The Milky Way is twisted, and astronomers may finally know why. They’re laying the blame on a tilted halo of dark matter that envelopes our galaxy. The common image of our galaxy resembles a flattened disc similar to a vinyl record, but what you might not imagine is the flared skirt at its edge, structured like the outer ring of a frisbee. And when scientists have studied the shape of the Milky Way in great detail, they found the disc of our spiral galaxy to also have a warp, meaning it’s a bit closer to a frisbee that’s been twisted and bent.
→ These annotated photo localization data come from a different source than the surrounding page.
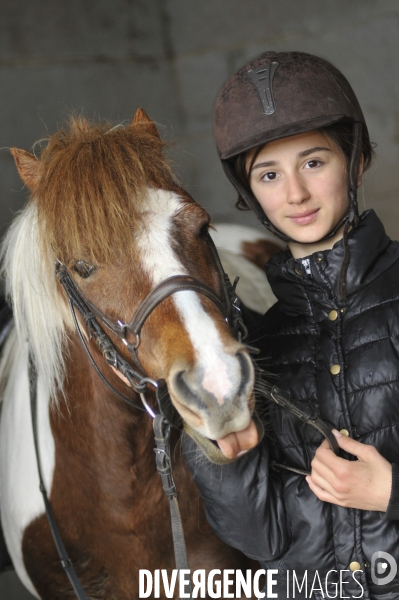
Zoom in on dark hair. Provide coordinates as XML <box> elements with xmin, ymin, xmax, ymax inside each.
<box><xmin>233</xmin><ymin>122</ymin><xmax>375</xmax><ymax>210</ymax></box>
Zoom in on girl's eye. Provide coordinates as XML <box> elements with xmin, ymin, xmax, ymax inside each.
<box><xmin>306</xmin><ymin>160</ymin><xmax>321</xmax><ymax>169</ymax></box>
<box><xmin>261</xmin><ymin>171</ymin><xmax>279</xmax><ymax>182</ymax></box>
<box><xmin>72</xmin><ymin>260</ymin><xmax>97</xmax><ymax>279</ymax></box>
These features have remained mysterious for quite a while, but now astronomers from the Center for Astrophysics, Harvard and Smithsonian, have performed calculations that indicate the halo of dark matter enveloping the Milky Way could be ‘off-kilter’, and this could be causing the flared edge and warped shape of our galaxy. Not only might this revelation help us better understand the evolution of the Milky Way, it could also reveal more about the nature of dark matter and how it shapes the overall development of galaxies.
Dark matter is a challenge for scientists to explain because it doesn’t interact with light, making it effectively invisible. The only way scientists have been able to infer the presence of dark matter is via its interactions with gravity and the influence this has on everyday matter and light. Dark matter is the gravitational glue that holds galaxies together. Thus researchers have deduced that most, if not all, galaxies are wrapped in a halo of dark matter. And for the Milky Way that halo of dark matter is thought to extend out past the halo of stars surrounding the galaxy’s main disc and central galactic nucleus.